In what is perhaps the quietest top ten matchup that no one is talking about in college football, No.7 Stanford (3-0) treks north to the Emerald City to face No.10 Washington Huskies (4-0) Friday at 9 pm EST.
To many on the East Coast, not many know of the Pac-12 except for Oregon, USC, UCLA and Stanford. This year, the conference is beginning to catch the eyes of many east of the Mississippi. Thanks to Heisman hopefuls such as Stanford running back Christian McCaffrey, UCLA quarterback Josh Rosen and USC wide receiver JuJu Smith-Schuster.
The chances that most East Coast college football fans get to see these teams—let along a top ten matchup—don’t happen until either in November or during rivalry weekend.
While many do know of the fore mentioned Cardinal, not many know about the tenth-ranked Huskies. Led by former Boise State head coach Chris Pederson, the Huskies have quietly carved out a share of Pac-12 dominance in the North Division.
With the visiting Cardinal in town, and on their turf, can the Huskies stake their claim as top dog in the Pac-12?
Is RB Christian McCaffrey More Than Just a Farm Boy?]
You know the popular Bob Evans jingle, “down on the farm!” While all-world tailback extraordinaire Christian McCaffrey has accumulated much of his touchdowns down in Palo Alto at ‘The Farm”, he is a different player outside of it.
Since 2015, McCaffrey has not scored a touchdown outside Stanford Stadium, and if the Cardinal hope to win in Seattle, he will need to break that streak.
Will This Be Washington QB Jake Browning’s Breakout Game?
For those on the West Coast, the 6’2 209-pound sophomore Huskies quarterback is a known commodity.

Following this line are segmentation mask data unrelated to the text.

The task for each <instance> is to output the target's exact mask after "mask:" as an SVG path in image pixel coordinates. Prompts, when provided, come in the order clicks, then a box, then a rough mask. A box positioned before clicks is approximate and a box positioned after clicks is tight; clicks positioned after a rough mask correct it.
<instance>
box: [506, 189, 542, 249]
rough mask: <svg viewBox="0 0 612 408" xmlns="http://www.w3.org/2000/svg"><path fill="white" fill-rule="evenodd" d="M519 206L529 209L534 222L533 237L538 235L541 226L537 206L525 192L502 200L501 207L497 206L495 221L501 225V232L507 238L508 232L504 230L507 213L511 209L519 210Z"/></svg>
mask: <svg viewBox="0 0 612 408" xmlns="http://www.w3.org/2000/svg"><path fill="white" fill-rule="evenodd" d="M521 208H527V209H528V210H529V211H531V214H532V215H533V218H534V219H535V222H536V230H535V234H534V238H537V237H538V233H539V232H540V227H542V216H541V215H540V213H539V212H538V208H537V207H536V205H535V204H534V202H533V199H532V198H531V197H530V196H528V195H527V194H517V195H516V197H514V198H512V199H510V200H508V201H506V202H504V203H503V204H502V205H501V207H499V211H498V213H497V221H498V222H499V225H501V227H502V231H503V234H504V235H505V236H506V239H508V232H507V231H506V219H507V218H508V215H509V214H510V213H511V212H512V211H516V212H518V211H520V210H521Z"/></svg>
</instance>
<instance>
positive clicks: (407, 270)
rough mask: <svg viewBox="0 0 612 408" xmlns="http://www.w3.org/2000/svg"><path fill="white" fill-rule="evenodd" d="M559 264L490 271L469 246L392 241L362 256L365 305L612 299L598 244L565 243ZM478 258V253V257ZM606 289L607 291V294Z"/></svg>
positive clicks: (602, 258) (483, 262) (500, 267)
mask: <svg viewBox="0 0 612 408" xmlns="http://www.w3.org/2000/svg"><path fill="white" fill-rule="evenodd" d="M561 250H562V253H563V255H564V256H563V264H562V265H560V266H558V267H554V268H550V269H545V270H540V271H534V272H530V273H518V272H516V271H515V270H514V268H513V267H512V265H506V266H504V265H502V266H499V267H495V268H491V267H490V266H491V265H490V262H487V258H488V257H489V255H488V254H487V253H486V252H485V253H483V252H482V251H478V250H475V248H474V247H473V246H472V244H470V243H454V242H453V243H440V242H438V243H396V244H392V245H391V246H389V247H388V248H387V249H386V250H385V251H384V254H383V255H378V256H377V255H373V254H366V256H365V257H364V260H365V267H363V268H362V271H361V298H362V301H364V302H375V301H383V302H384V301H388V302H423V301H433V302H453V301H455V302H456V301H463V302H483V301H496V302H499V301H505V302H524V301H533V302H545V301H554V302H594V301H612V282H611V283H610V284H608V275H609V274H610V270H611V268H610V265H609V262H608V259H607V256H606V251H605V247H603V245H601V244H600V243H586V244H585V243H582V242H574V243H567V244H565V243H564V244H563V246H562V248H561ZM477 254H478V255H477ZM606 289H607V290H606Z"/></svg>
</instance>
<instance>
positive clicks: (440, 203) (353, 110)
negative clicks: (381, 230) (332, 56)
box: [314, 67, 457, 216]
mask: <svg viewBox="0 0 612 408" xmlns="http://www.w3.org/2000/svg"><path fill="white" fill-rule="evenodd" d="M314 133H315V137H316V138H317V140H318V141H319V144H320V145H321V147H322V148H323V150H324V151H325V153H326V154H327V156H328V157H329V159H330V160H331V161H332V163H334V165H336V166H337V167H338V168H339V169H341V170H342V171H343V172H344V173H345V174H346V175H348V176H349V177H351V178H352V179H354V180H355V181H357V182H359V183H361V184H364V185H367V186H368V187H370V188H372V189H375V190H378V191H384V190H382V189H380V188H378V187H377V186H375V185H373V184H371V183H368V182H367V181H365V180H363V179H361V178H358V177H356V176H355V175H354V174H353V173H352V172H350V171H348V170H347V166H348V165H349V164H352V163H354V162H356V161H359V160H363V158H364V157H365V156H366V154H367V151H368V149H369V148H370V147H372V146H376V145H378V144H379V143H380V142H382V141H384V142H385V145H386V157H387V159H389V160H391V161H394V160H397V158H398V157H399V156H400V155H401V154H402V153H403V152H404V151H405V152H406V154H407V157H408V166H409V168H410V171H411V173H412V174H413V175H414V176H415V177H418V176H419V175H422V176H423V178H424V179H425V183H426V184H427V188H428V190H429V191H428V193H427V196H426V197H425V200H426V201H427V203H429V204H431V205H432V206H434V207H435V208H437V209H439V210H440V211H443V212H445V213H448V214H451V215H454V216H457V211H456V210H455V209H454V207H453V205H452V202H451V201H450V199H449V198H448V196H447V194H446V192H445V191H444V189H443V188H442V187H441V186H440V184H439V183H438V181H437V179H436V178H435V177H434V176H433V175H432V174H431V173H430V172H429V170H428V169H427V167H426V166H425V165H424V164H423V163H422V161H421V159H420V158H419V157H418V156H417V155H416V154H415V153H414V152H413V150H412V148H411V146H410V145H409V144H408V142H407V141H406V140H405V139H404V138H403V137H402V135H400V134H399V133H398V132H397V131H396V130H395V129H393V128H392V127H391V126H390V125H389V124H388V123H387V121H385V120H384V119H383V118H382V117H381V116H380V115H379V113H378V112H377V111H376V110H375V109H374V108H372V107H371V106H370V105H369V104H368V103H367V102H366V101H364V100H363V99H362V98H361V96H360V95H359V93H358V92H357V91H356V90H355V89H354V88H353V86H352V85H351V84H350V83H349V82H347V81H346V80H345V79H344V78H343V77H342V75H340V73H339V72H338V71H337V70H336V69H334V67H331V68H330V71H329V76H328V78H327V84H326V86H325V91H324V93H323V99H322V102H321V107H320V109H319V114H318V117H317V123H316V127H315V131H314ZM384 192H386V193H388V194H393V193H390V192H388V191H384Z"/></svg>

For those outside of Seattle, he is a bit of an enigma.
Browning, who has completed 70.5 percent of his passes, has passed for 904 yards, 14 touchdowns, and only two touchdowns. If there is such a game that would raise his national profile outside the land of Starbucks and Microsoft, this is it.
Can Huskies Stake Their Early Claim to Conference Supremacy?
Perhaps the quietest top-ten team that no one is talking about, the tenth-ranking Huskies have a lot to prove, in front of what would be a national audience Friday evening. If they can take advantage of what will be a raucous Seattle crowd and make some big plays, they may have a shot.
What they must do is neutralize the fore-mentioned McCaffrey and extend his woes on the road, unlike last year down in Palo Alto, as he accumulated 300 all-purpose yards in a 31-14 loss, while putting Browning and the offense in favorable field position, while wearing down their regular stout and physical defense.
If Washington can do these things, the Huskies have a chance for a big upset at home.